After months of experiments, Bau realized that individual sets of neurons encoded for the presence of specific features in the content created by a GAN. More importantly, the scientist found that those neurons could be changed directly to edit the final content produced by the algorithm.
For example, you could search the neural network for the set of neurons that encode for the presence of a cloud in the sky, and by changing the set, add more clouds, or on the contrary erase the neurons to leave the sky blue and cloudless.
For the researcher, the discovery was an open door to a new GAN world, in which content would only be limited by human imagination. Think hats on horses, trees in the sky and other Studio Ghibli-esque fantastical creations.
But soon, Bau found that the algorithms wouldn’t allow him to carry out certain modifications. Ask a GAN to draw a door in the sky, and it won’t budge. “It will take that request and veto it,” said Bau, “because that’s very unrealistic.”
The scientist set out to find out the obscure rules that GANs follow when they are creating new content. If an algorithm is tasked with generating a landscape, he asked himself, how does it know that clouds go in the sky, while doors are firmly reserved for buildings?
As it turns out, and after digging through the deeper layers of the neural network, Bau and his team discovered that GANs develop associative memory. Fed enough pictures of doors and clouds, the technology effectively learns the rules: doors for buildings, and clouds for skies.
But once the location of these conditional statements were located in the neural network, the researchers were able to manipulate the algorithm’s memory to, literally, edit the way that the technology sees the world.
“I went in and saw there was a rule that seemed to be defining how kids’ eyebrows are drawn,” said Bau. “So I found where the computer remembered the fact that kids don’t have furry eyebrows, and I rewrote the memory. And I got these very furried-eyebrowed kids out, and it was beautiful.”
MIT’s research team has now designed an intuitive interface to edit and rewrite memories for GANs, which lets users create new models that churn out content defined by human imagination.
GAN editing has its limitations. The algorithms remain stubborn: Bau explained that when he tries to get a model to draw a door in the sky, for example, the feature is likely to look a lot like a cloud. This is because the technology’s vision for the geometry of what typically goes in the sky is still influenced by what the GAN would normally see up there.
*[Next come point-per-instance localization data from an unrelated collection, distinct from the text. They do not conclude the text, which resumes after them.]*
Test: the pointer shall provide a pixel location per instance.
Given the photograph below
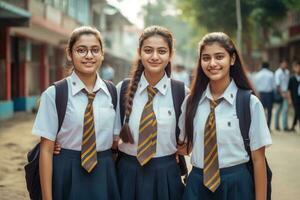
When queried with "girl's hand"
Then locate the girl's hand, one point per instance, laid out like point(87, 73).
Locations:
point(182, 149)
point(57, 148)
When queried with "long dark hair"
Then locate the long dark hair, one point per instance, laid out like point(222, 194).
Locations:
point(237, 72)
point(137, 72)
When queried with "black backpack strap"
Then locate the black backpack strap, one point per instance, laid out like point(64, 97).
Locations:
point(123, 90)
point(178, 95)
point(113, 92)
point(244, 116)
point(61, 100)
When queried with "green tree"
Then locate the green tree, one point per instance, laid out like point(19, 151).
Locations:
point(165, 13)
point(258, 18)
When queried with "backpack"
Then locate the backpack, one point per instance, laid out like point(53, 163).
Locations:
point(244, 116)
point(178, 95)
point(32, 167)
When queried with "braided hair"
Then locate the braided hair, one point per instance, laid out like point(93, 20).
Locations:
point(138, 69)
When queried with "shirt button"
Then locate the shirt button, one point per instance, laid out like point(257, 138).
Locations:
point(229, 124)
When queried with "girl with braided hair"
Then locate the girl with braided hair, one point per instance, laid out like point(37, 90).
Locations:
point(147, 167)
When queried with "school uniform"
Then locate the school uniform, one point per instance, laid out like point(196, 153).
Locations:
point(264, 84)
point(160, 177)
point(282, 79)
point(294, 88)
point(236, 181)
point(70, 180)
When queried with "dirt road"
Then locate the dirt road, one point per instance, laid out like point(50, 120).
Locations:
point(16, 140)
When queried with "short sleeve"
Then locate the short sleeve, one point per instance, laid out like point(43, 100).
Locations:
point(118, 126)
point(181, 121)
point(259, 132)
point(46, 121)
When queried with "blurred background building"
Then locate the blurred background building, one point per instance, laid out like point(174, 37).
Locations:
point(34, 34)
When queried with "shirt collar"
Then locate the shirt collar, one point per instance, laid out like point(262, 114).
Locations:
point(161, 86)
point(77, 85)
point(229, 94)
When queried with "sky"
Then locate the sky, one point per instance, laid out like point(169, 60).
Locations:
point(131, 9)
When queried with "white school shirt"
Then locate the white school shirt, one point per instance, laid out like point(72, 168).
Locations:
point(264, 80)
point(282, 79)
point(70, 134)
point(165, 115)
point(231, 150)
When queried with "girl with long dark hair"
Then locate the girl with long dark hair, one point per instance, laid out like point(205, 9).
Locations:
point(210, 128)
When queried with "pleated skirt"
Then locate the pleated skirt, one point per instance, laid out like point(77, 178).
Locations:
point(236, 184)
point(159, 179)
point(72, 182)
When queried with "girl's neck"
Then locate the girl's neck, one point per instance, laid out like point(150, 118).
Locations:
point(218, 87)
point(153, 78)
point(88, 80)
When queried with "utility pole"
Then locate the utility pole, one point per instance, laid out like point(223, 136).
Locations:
point(239, 24)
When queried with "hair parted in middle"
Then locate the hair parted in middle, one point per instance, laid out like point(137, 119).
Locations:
point(138, 69)
point(199, 85)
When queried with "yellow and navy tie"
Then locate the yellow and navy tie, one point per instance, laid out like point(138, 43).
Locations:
point(211, 172)
point(147, 130)
point(88, 151)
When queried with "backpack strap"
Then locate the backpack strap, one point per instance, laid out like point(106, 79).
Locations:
point(61, 100)
point(178, 95)
point(124, 87)
point(113, 92)
point(244, 116)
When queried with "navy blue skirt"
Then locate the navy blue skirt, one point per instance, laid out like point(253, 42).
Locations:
point(236, 184)
point(71, 181)
point(159, 179)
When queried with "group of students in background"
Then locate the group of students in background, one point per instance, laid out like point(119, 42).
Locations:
point(77, 162)
point(280, 88)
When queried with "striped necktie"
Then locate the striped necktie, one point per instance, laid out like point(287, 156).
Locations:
point(88, 146)
point(211, 170)
point(147, 130)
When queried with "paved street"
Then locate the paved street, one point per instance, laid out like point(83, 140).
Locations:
point(16, 140)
Nonetheless, Bau’s discovery is a powerful insight into the way that the technology “thinks” — and crucially, it reveals how strict GANs can be in copying the world as it exists today, including its flaws and biases.
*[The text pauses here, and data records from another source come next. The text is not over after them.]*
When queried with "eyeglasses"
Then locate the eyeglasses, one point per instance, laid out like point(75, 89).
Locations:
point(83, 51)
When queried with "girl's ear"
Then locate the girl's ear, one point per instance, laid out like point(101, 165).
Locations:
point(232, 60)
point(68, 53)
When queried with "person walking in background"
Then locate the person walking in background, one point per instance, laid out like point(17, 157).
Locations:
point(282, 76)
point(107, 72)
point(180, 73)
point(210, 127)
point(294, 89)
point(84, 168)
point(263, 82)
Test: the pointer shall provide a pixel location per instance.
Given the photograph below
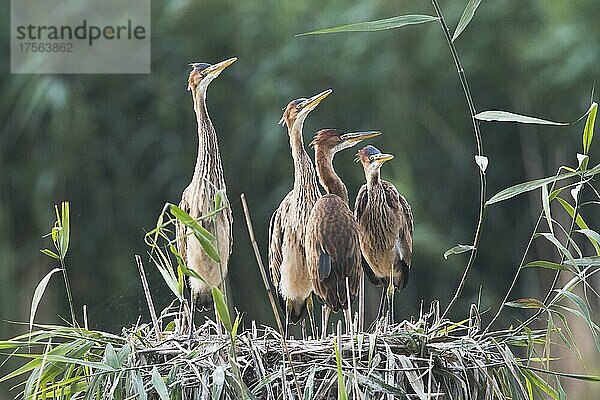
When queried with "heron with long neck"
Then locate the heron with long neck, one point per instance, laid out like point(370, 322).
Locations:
point(386, 225)
point(198, 197)
point(286, 229)
point(332, 234)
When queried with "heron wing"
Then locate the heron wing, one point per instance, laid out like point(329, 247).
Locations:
point(335, 237)
point(181, 230)
point(403, 214)
point(275, 246)
point(362, 198)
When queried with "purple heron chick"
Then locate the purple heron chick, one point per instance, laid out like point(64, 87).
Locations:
point(198, 197)
point(332, 234)
point(286, 229)
point(386, 225)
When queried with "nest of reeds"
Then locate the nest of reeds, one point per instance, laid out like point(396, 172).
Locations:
point(422, 359)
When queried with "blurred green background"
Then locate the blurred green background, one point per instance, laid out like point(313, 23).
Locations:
point(119, 146)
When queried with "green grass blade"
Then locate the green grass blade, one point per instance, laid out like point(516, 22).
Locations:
point(466, 17)
point(379, 25)
point(342, 393)
point(506, 116)
point(221, 307)
point(545, 264)
point(37, 295)
point(159, 384)
point(546, 206)
point(585, 311)
point(526, 303)
point(536, 184)
point(588, 131)
point(461, 248)
point(593, 237)
point(309, 385)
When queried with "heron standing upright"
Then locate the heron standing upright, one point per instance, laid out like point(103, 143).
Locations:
point(332, 239)
point(386, 223)
point(286, 229)
point(198, 197)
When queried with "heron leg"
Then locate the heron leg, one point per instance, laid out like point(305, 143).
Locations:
point(361, 302)
point(192, 310)
point(288, 308)
point(348, 320)
point(390, 300)
point(311, 316)
point(325, 311)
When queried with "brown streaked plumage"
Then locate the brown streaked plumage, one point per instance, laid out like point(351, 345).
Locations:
point(332, 239)
point(286, 229)
point(198, 197)
point(386, 223)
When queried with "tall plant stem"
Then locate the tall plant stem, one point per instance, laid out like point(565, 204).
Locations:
point(479, 146)
point(263, 274)
point(68, 288)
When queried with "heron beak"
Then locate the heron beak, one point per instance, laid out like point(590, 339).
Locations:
point(217, 68)
point(314, 101)
point(356, 137)
point(381, 158)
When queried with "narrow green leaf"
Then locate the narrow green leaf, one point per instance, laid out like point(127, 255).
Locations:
point(546, 264)
point(236, 325)
point(110, 356)
point(205, 238)
point(180, 280)
point(37, 295)
point(221, 199)
point(139, 385)
point(538, 183)
point(593, 237)
point(342, 393)
point(309, 385)
point(190, 222)
point(584, 228)
point(461, 248)
point(221, 307)
point(588, 131)
point(50, 253)
point(467, 16)
point(559, 246)
point(379, 385)
point(585, 262)
point(159, 384)
point(54, 358)
point(379, 25)
point(66, 229)
point(218, 377)
point(506, 116)
point(585, 311)
point(526, 303)
point(546, 206)
point(540, 383)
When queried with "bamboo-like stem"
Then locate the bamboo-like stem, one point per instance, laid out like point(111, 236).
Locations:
point(138, 261)
point(479, 145)
point(263, 274)
point(521, 266)
point(68, 288)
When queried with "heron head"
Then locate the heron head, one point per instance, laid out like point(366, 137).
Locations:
point(371, 158)
point(333, 140)
point(202, 74)
point(297, 110)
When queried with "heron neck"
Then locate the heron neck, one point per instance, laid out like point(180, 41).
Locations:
point(373, 179)
point(327, 176)
point(208, 148)
point(304, 171)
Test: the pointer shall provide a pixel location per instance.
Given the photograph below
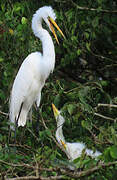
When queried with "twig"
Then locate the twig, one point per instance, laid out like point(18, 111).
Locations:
point(108, 105)
point(87, 172)
point(3, 113)
point(104, 117)
point(91, 9)
point(61, 147)
point(17, 165)
point(35, 178)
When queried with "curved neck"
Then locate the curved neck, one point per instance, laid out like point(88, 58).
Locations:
point(59, 131)
point(47, 43)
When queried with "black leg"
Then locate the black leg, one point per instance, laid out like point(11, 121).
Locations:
point(16, 120)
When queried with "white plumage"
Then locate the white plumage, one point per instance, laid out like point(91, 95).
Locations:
point(34, 70)
point(72, 150)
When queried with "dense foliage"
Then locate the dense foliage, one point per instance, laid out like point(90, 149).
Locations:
point(83, 86)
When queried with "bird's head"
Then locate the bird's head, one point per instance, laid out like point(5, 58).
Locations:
point(48, 15)
point(55, 111)
point(57, 114)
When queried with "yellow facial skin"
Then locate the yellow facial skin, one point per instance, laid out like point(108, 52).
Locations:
point(52, 22)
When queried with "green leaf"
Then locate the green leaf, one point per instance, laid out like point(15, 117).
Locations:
point(95, 22)
point(1, 59)
point(70, 108)
point(88, 46)
point(24, 20)
point(79, 52)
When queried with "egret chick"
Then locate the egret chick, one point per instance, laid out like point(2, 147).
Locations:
point(73, 150)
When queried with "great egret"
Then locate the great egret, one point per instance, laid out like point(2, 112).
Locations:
point(73, 150)
point(35, 69)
The scientist remembers a GAN model that used to include watermarks on a proportion of the images it generated, because the dataset included a small amount of copyrighted images. As harmless as the example is, it also reflects why exact copying might not be what researchers should expect from their algorithms.
“The GAN is making it much harder to create a world that is different to the one we know today,” said Bau. “That concerns me because it feels very limiting. We don’t want systems that do that.”
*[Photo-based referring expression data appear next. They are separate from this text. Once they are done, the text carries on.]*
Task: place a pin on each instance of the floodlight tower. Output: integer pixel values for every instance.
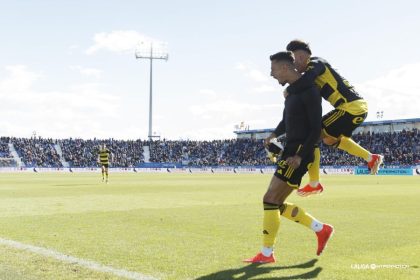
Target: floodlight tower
(151, 51)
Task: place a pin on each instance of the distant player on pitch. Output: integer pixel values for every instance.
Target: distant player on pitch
(350, 110)
(104, 156)
(302, 124)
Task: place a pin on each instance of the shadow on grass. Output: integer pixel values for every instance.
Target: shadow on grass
(252, 270)
(74, 185)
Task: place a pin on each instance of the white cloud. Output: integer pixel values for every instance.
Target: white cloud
(120, 41)
(252, 72)
(395, 93)
(79, 111)
(266, 88)
(88, 72)
(19, 79)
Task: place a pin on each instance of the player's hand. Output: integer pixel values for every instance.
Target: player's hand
(294, 161)
(268, 139)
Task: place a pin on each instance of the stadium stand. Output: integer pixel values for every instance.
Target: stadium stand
(37, 152)
(399, 148)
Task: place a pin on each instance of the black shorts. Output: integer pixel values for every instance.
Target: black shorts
(339, 123)
(291, 176)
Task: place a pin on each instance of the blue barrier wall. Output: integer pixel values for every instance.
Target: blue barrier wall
(386, 171)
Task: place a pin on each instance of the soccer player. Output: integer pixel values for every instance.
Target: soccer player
(338, 125)
(302, 124)
(103, 159)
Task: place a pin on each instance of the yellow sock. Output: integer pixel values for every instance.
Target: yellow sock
(313, 169)
(271, 224)
(298, 215)
(351, 147)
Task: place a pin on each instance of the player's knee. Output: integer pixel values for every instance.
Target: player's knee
(295, 211)
(329, 141)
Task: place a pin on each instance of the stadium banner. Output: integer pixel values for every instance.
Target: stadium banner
(337, 170)
(386, 171)
(326, 170)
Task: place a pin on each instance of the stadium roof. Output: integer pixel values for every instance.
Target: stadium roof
(371, 123)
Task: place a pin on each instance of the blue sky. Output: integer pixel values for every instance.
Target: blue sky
(68, 68)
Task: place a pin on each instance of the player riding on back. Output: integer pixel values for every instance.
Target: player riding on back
(104, 155)
(338, 125)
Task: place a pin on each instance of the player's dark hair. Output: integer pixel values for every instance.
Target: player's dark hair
(283, 56)
(298, 45)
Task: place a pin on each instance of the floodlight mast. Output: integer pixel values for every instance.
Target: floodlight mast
(145, 50)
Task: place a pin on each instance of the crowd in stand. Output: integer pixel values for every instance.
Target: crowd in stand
(4, 147)
(84, 153)
(399, 148)
(37, 152)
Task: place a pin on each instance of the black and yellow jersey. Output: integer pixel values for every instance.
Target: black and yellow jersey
(104, 155)
(301, 120)
(332, 87)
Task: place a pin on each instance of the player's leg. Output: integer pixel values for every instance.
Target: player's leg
(299, 215)
(277, 192)
(314, 186)
(103, 172)
(106, 172)
(338, 131)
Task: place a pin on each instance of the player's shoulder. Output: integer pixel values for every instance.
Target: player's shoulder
(314, 60)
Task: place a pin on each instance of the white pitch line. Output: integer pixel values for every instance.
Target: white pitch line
(73, 260)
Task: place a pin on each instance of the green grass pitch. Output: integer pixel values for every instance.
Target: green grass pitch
(201, 226)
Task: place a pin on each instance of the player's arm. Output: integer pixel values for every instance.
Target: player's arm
(312, 102)
(314, 69)
(280, 129)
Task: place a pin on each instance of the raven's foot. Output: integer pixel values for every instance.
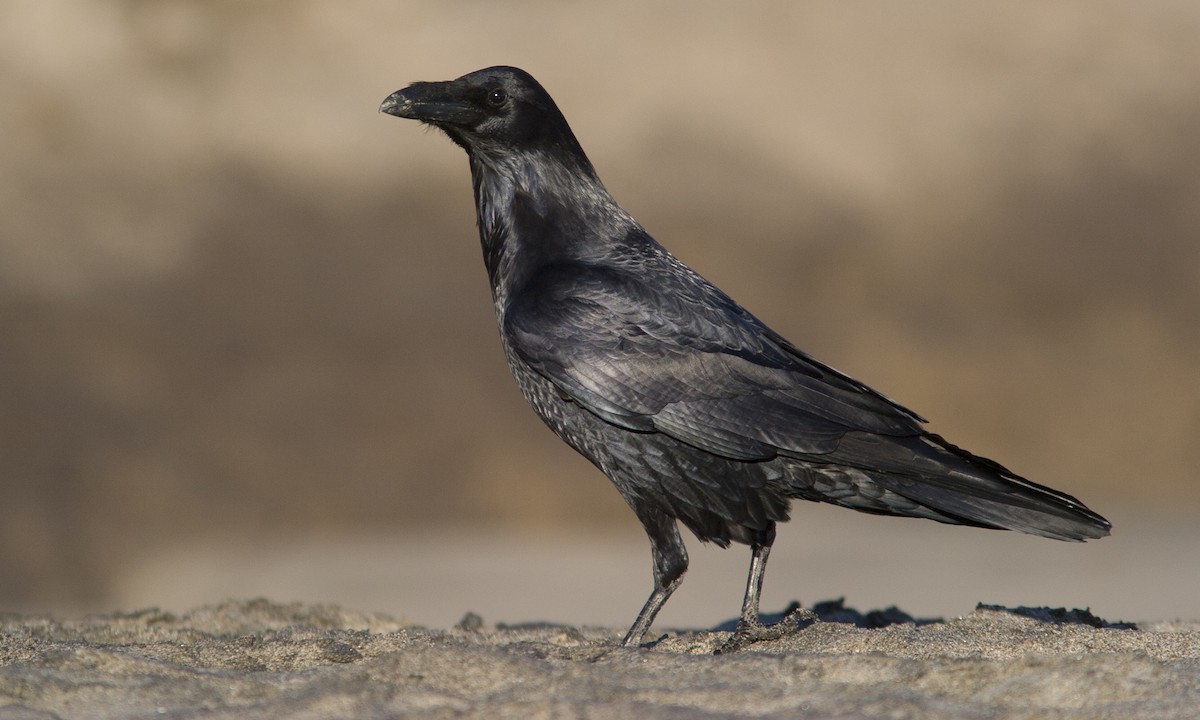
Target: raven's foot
(749, 633)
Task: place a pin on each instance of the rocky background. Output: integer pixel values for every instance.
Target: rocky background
(243, 312)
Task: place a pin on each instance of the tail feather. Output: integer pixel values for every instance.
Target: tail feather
(972, 490)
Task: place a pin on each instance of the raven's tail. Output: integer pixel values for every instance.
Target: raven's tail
(927, 477)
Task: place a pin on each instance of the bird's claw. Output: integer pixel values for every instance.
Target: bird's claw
(749, 633)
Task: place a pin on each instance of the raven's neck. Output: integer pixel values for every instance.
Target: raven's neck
(540, 209)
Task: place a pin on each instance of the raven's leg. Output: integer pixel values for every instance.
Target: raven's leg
(670, 563)
(760, 550)
(749, 630)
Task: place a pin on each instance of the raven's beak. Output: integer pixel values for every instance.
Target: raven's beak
(438, 103)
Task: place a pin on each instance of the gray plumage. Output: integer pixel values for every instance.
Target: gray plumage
(694, 408)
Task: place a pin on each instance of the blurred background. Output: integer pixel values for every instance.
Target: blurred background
(246, 342)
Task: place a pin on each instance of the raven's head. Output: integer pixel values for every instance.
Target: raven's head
(496, 111)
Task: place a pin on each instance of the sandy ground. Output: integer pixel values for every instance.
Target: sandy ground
(259, 659)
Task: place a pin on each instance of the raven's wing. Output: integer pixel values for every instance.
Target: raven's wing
(655, 347)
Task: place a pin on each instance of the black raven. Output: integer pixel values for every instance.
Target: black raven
(693, 407)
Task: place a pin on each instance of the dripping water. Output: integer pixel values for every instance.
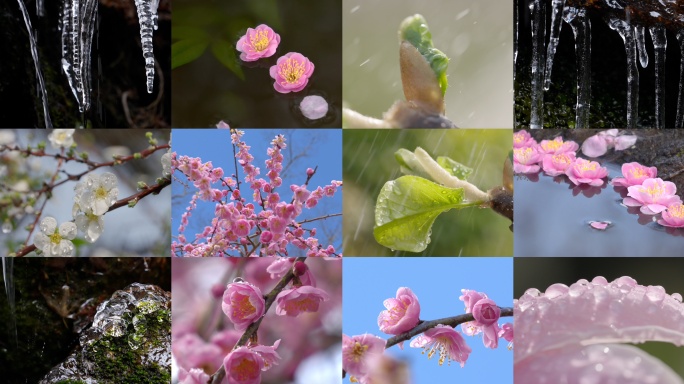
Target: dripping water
(659, 46)
(39, 73)
(538, 8)
(7, 275)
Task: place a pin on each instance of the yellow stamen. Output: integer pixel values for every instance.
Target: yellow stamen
(291, 70)
(259, 40)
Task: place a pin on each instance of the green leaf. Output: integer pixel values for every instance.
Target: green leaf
(414, 29)
(406, 209)
(225, 53)
(454, 167)
(187, 51)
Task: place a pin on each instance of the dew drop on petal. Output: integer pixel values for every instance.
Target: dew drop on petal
(314, 107)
Rather than letting the algorithms work their way in a black box, the researcher wants to increase the importance of human intent and imagination in technology. In fact, Bau hopes that artists will be the first users that leverage his new tool, to create pictures of a world that doesn’t exist. “The real challenge I’m trying to breach here,” he says, “is how to create models of the world based on people’s imagination.”